Waga pomalutku w dół. Bez szaleństwa. Dziś miałem ciężki bój z grawitacją - powiedzmy że się udało. Wprawdzie nie poćwiczyłem wszystkiego co chciałem ale coś tam poćwiczyłem.
Dziś zapowiada się pracowity dzień - jak zwykle. Zmęczenie daje znać o sobie, nic mi się nie chce i na nic nie mam sił. To co robię, robię z przymusu niejako z automatu bo tak trzeba. Ciężko.
Jedzenie wczoraj:
4 kanapki z szynką i pomidorem
jabłko
makaron z gulaszem
4 wafelki
kiełbasa z serem smażona x 2
Wyszło mi jakieś 2100 kcal przy czym ok 400 to same wafelki :) dalej mało jak na mnie - chyba.

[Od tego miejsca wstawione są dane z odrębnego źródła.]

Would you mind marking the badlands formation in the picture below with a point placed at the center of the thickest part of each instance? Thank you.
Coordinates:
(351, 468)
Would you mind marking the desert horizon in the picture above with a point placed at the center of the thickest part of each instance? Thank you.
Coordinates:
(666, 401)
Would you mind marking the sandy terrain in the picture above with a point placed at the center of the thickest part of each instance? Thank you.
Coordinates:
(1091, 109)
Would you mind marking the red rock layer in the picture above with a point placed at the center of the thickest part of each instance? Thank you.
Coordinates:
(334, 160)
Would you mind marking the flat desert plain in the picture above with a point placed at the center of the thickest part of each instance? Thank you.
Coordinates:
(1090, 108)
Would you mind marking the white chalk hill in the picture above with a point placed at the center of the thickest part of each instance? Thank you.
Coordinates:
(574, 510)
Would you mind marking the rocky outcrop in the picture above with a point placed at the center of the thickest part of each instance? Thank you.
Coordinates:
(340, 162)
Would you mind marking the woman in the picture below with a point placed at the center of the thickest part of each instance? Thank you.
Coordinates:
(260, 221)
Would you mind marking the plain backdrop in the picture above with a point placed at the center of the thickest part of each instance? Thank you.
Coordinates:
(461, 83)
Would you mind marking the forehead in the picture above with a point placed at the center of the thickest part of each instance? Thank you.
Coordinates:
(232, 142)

W każdym razie proporcje się poprawiły: węglowodany doganiają tłuszcze (też pewnie dzięki wafelkom ;) ) Białko ok. 200% Tłuszcz 140% Węglowodany 110%
Wszystko przekroczone 100% ale to jest ustawione na jakiegoś młodego (albo młodą) chudzielca więc procenty interesują mnie tylko o tyle że pokazują proporcje spożycia.